Railways consider biggest expansion in a century

Britain will consider building five new main rail lines in a strategic review that could lead to the biggest railway expansion in more than a century to try to cope with booming demand, Network Rail said on Saturday.

The railway infrastructure operator will commission a study to look at ways of increasing capacity by 2025 when the existing main lines are expected to be full up.

With passenger numbers at a 60-year high, fuel prices rising and environmental concerns about planes and cars growing, it is time to "make a case for expanding the rail network", a spokesman said.

"All solutions are going to be on the table," he said. "Having new lines is the premise we are going to test because they free up capacity on the existing lines."

New routes could be built alongside existing tracks, the spokesman said. The cost would run into many billions of pounds, although no estimates of the budget were released.

The Network Rail spokesman said the bill would be "very high", but added: "You've got to look at the wider benefits. It would drive growth to the economy and get people out of cars and domestic airliners."

The high-speed link between London's St Pancras station and the Channel Tunnel is the only major new line to be built in Britain in the last century, at a cost of 5.8 billion pounds.

The study, due to begin later this summer, will also consider whether to construct high-speed lines to provide a service similar to France's TGV.

It will examine five of the busiest routes, including the west coast main line, which links London with Birmingham, Manchester, Liverpool and Glasgow, and the east coast main line between London and Scotland.
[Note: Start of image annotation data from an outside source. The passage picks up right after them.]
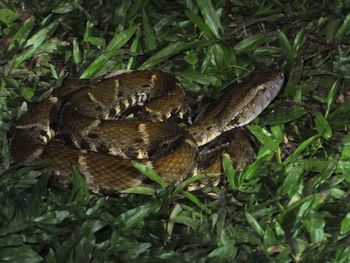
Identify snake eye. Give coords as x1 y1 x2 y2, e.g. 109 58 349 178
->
258 84 267 91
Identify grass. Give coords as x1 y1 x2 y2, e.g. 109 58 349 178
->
0 0 350 263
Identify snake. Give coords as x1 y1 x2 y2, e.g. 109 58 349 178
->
9 70 285 194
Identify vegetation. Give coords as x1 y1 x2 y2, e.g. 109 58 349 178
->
0 0 350 263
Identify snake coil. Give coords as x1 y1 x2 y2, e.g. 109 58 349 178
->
10 71 284 194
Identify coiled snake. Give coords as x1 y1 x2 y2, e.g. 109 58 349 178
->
10 71 284 194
Network Rail has invited consultants to bid to conduct the review, expected to be completed by summer 2009. Full details of the study will be announced on Monday.

The company took over the rail network from the failed Railtrack Plc in 2002. It has been battling to turn around a rail system which suffered from years of under-investment as well as a history of accidents and escalating costs.

Despite rising passenger numbers, campaign groups have complained about increasing fares and delays in recent years.